Relayed in interweaving columns that chart the feedback loop of memory, the senses, and modern distractions with wit and precision, our narrator becomes increasingly anxious as the day moves on: Is she overusing the heart emoji? Isn't drinking eight glasses of water a day supposed to fix everything? Why is the etiquette of the women's bathroom so fraught? How does she define rape? And why can't she stop scratching?
Fiercely moving and slyly profound, little scratch is a defiantly playful look at how our minds function in--and survive--the darkest moments.
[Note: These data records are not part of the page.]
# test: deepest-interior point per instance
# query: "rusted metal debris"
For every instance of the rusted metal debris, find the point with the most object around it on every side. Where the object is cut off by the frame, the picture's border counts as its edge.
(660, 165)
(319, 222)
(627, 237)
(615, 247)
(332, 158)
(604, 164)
Watson experiments with line breaks, repetition, and columns to express the unnamed narrator's frenetic consciousness over a single day in this inventive, immersive debut. The narrator wakes with memories of an uncomfortable sexual encounter, after dreaming about it from an out-of-body perspective. Meanwhile, she registers a persistent itch that causes her to scratch herself raw ("blood under my nails from fucking scratching in my sleep"). As the novel progresses through the narrator's routine and commute to her unsatisfying job at a London news agency ("got to do this thing again, the waking up thing, the day thing, the work thing"), she struggles to resist scratching her arms and legs. Competing thoughts often run parallel in two columns, with intensity indicated in all caps and dialogue in italics. Watson's clever convention and set pieces are not simply flourishes but integral to the plot and themes. There's much relatable humor in the heroine's everyday snafus, such as her struggle for coherence while speaking with a male colleague, and a tedious task with a glue stick, the low point of her workday. The tone shifts as the narrator begins to consider that she was raped, and the last third of the novel becomes genuinely harrowing and unsettling. Watson's haunting, virtuosic performance is well worth a look.